Anyone who has ever tried to give a 5-year-old an antibiotic can appreciate where Edward M. Rudnic is coming from.
As the founder of Advancis Pharmaceutical Corp. in Germantown, one of his goals is to take amoxicillin and convert it to a taste-free powder that could be sprinkled on anything - even ice cream - and tots would be none the wiser.
His plans are not quite a reality yet, having run into a snag in clinical testing, but Rudnic hasn't stopped trying. And he is not alone.
Ever since there were drugs, science has looked for ways to improve their delivery to better satisfy doctors and patients. They've turned injections into pills, cut daily dosing amounts and enhanced flavors, hoping it would all add up to happier patients, safer medication and more profit.
But efforts have ramped up recently as advances in technology have made more things possible, and businesses have had to get increasingly creative to find a competitive edge.
It can take a dozen years and $1 billion to create a drug from scratch, which often means a long wait before new companies see any sales.
By taking proven drugs and repackaging them with new delivery systems, entrepreneurs can potentially cut years off the timeline and maybe millions off the price tag.
And along the way, they just might solve a problem that has vexed physicians for decades: People aren't very consistent when it comes to taking their meds.
Some patients are afraid of needles. Others forget to take their pills every four hours. And parents struggle with squirmy children who often hate to take any kind of medicine.
"A better delivery system is a clear way of remedying that, especially if you're talking about a patch or something that [doesn't require] remembering to open up a vial and take X number of pills," said Kenneth I. Kaitin, director of the Tuft's Center for the Study of Drug Development.
With that in mind, companies are developing patches that deliver Alzheimer's treatments and birth control hormones, edible strips that release cough medicine, lollipops that yield a pain reliever for cancer patients and nasal sprays that dispense insulin and anti-obesity drugs.
Diabetes treatments are a hot area, with many companies working on new ways to deliver insulin or check glucose levels. An associate professor at the University of Maryland Biotechnology Institute, for example, has invented a contact lens meant to measure blood sugar.
Elsewhere in Maryland, where biotechnology is considered a key industry, Baltimore's Guilford Pharmaceuticals (which was acquired by a Minnesota company last year) developed an implantable wafer that treats brain cancer.
And at least three Gaithersburg companies are working on unusual ways to deliver drugs: MedImmune Inc. has its inhaled FluMist vaccine, Iomai Corp. is creating vaccine patches, and Panacos Pharmaceuticals Inc. is working on an HIV pill meant to replace a current therapy that has to be injected.

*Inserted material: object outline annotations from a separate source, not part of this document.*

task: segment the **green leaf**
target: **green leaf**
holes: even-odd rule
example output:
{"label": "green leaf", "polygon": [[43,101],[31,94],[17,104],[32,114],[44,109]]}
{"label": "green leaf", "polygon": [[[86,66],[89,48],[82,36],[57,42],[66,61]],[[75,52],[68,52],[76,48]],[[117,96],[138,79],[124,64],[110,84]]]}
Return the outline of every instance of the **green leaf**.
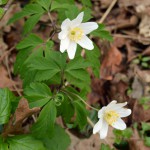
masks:
{"label": "green leaf", "polygon": [[11,112],[12,93],[7,89],[0,89],[0,124],[7,123]]}
{"label": "green leaf", "polygon": [[76,112],[76,123],[79,125],[80,129],[83,129],[87,124],[87,112],[83,103],[75,101],[74,103],[75,112]]}
{"label": "green leaf", "polygon": [[39,21],[40,17],[42,16],[42,14],[35,14],[32,15],[26,22],[25,25],[23,27],[23,34],[27,34],[29,33],[34,26],[36,25],[36,23]]}
{"label": "green leaf", "polygon": [[44,106],[37,122],[32,126],[32,133],[35,137],[42,139],[45,135],[49,138],[54,135],[56,113],[55,103],[51,100]]}
{"label": "green leaf", "polygon": [[91,33],[92,35],[99,37],[104,40],[112,41],[113,38],[108,31],[105,30],[105,26],[102,24],[99,25],[98,29]]}
{"label": "green leaf", "polygon": [[[39,1],[39,0],[38,0]],[[46,0],[45,0],[46,1]],[[43,14],[43,8],[38,4],[28,4],[23,9],[24,12],[33,15],[33,14]]]}
{"label": "green leaf", "polygon": [[109,145],[105,145],[102,143],[100,150],[111,150],[111,148],[109,147]]}
{"label": "green leaf", "polygon": [[19,44],[17,44],[16,48],[17,49],[24,49],[24,48],[27,48],[30,46],[36,47],[42,43],[43,43],[43,40],[41,38],[39,38],[35,34],[30,34],[29,36],[24,38]]}
{"label": "green leaf", "polygon": [[54,136],[51,139],[44,138],[43,142],[47,150],[67,150],[71,141],[64,129],[58,125],[55,125]]}
{"label": "green leaf", "polygon": [[45,150],[43,143],[30,135],[17,135],[7,139],[9,150]]}
{"label": "green leaf", "polygon": [[86,60],[91,63],[93,73],[96,77],[100,76],[100,50],[94,44],[94,49],[92,51],[86,51]]}
{"label": "green leaf", "polygon": [[31,108],[44,106],[51,98],[50,88],[44,83],[31,83],[24,89]]}
{"label": "green leaf", "polygon": [[45,8],[47,11],[49,11],[51,0],[37,0],[37,3]]}
{"label": "green leaf", "polygon": [[150,147],[150,137],[144,137],[144,144],[148,147]]}
{"label": "green leaf", "polygon": [[3,138],[0,136],[0,150],[8,150],[8,144],[3,142]]}
{"label": "green leaf", "polygon": [[0,7],[0,19],[1,19],[1,17],[4,15],[4,13],[5,13],[5,10]]}

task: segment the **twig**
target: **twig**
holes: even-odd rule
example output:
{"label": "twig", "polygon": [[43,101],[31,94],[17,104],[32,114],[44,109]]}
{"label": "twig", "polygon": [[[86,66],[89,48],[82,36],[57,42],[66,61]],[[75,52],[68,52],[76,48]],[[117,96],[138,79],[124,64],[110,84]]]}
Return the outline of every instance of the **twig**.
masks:
{"label": "twig", "polygon": [[108,14],[110,13],[110,11],[112,10],[112,8],[114,7],[114,5],[116,4],[117,0],[113,0],[110,4],[110,6],[108,7],[108,9],[106,10],[106,12],[104,13],[104,15],[102,16],[102,18],[98,21],[98,23],[102,23],[104,22],[104,20],[106,19],[106,17],[108,16]]}
{"label": "twig", "polygon": [[3,16],[0,18],[0,21],[4,18],[6,12],[7,12],[8,9],[10,8],[10,5],[12,4],[13,1],[14,1],[14,0],[8,0],[7,4],[6,4],[5,7],[4,7],[5,12],[4,12]]}
{"label": "twig", "polygon": [[[89,125],[90,125],[92,128],[94,128],[94,123],[92,122],[92,120],[91,120],[89,117],[87,117],[87,122],[89,123]],[[111,148],[115,148],[110,142],[108,142],[107,139],[104,139],[104,141],[105,141],[105,143],[107,143]]]}

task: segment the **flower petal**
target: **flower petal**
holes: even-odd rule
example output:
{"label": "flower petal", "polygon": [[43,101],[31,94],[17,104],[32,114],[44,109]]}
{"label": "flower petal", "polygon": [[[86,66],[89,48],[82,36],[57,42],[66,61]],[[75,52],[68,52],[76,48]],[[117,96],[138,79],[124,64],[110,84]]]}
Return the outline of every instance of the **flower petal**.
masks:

The drug delivery field is among the fastest-growing areas in the pharmaceutical industry. Sales of medications with novel delivery systems are increasing by 15 percent every year, according to market analysts Scrip Reports. By 2009, the drug delivery products and services market is expected to top $67 billion - more than double the $24 billion figure of 2003 - says a study from analysts NanoMarkets.
But a new way of dispensing a drug does not always mean it's better for a patient. Businesses still need to show their replacement versions are as good as or better than the old to get Food and Drug Administration approval.
Norplant was developed as a contraceptive that could be implanted once and protect against pregnancy for five years - unlike birth control pills, which require daily dosing. But it was pulled from the U.S. market in 2000 after women developed serious side effects, including severe headaches and depression.
A similar, but ostensibly safer, birth control implant called Implanon was approved for sale last month.
And not all new versions are as well received as their counterparts. Relatively few people have picked MedImmune's nasal flu vaccine over the traditional shot. The company is working on a new formulation it hopes will sell better.
There are always risks in drug development, but that shouldn't stop the search for improvements, said Stanley C. Erck, president and chief executive of Iomai. His company's goal is no less than changing "the entire way vaccination is practiced."
Iomai was founded by a scientist at the Walter Reed Army Institute of Research, where he discovered that you could deliver proteins through the skin and stimulate a powerful response from the immune system.